Since we have 3 source fields we have 3 passes and the third pass will update document where time > max.v to get the final result

{_id:"doc1", score:29, length:7, time:3, max : { v:29, k:"score"}},
{_id:"doc2", score:19, length:11, time:13, max : { v:19, k:"score"}},
{_id:"doc3", score:3, length:7, time:13, max : { v:13, k:"time"}}

There are many drawbacks with this approach. One of them is that some documents are modified multiple time. Another one is that all documents have the new schema after the first pass but they contain invalid data until all passes are completed.

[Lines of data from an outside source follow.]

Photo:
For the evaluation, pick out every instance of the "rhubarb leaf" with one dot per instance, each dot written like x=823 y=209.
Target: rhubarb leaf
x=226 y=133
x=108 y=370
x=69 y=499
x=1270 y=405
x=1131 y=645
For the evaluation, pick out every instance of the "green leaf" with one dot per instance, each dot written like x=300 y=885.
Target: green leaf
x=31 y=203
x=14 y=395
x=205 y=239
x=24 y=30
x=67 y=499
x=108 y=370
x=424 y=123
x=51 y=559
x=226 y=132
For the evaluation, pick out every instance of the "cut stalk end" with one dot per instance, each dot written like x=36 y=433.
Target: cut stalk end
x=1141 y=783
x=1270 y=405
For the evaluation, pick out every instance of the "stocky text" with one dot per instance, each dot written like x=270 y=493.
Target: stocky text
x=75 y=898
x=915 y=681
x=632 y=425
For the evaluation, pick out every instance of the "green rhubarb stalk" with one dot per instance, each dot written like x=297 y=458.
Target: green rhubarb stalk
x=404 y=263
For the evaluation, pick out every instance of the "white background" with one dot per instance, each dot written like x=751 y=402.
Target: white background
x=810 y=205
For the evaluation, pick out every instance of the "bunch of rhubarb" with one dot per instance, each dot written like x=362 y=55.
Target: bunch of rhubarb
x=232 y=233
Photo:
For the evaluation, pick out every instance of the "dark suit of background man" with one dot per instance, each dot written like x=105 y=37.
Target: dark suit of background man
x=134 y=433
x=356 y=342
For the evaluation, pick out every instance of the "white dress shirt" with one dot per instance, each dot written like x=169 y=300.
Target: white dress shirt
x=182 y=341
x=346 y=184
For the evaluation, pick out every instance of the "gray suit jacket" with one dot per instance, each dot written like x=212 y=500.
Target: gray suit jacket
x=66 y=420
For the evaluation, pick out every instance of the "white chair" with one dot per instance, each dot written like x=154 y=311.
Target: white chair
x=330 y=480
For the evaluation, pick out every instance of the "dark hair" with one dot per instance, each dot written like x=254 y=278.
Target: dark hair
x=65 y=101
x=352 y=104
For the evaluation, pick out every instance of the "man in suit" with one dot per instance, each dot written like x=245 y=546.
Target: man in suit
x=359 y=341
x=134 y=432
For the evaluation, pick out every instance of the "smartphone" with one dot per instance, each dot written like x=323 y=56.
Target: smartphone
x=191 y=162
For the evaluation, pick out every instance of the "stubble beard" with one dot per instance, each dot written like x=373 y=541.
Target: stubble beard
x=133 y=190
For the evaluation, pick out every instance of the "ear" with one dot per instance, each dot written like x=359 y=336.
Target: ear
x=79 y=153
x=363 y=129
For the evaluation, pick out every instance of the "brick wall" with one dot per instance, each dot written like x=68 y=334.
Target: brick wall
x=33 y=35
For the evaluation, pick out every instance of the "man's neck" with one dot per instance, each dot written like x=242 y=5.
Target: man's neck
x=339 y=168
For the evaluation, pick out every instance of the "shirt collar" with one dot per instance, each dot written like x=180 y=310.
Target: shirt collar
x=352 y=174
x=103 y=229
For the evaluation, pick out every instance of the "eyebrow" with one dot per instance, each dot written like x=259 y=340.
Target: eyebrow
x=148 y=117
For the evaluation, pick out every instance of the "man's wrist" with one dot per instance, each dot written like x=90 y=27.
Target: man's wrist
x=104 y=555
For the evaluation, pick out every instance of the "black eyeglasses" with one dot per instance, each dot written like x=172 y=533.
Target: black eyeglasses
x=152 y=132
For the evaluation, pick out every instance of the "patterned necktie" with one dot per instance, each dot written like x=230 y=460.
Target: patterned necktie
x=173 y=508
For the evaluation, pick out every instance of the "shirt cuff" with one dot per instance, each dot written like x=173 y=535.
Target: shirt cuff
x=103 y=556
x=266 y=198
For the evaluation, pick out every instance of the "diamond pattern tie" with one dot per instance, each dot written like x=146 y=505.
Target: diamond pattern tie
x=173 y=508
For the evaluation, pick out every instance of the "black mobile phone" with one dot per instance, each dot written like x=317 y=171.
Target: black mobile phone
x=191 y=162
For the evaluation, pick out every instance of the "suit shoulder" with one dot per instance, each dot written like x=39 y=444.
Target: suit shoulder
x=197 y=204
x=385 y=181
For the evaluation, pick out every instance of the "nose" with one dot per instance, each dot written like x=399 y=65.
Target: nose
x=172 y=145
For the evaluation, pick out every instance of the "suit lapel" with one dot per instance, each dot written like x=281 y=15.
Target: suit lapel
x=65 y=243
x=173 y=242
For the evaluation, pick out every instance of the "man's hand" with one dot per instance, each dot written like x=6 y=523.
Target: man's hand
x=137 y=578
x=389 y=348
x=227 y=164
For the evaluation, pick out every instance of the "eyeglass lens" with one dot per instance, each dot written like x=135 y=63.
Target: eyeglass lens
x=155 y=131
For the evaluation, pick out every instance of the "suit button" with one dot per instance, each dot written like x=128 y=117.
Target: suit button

To the keen observer that saw the switch from maxValue:number and maxField:string to max:{v:number,k:string}, I realized while writing that if I have max as an object I could $project : { max : 1 } to get both the maximum value and the key of the field that has the maximum value.

2 Likes

This topic was automatically closed 5 days after the last reply. New replies are no longer allowed.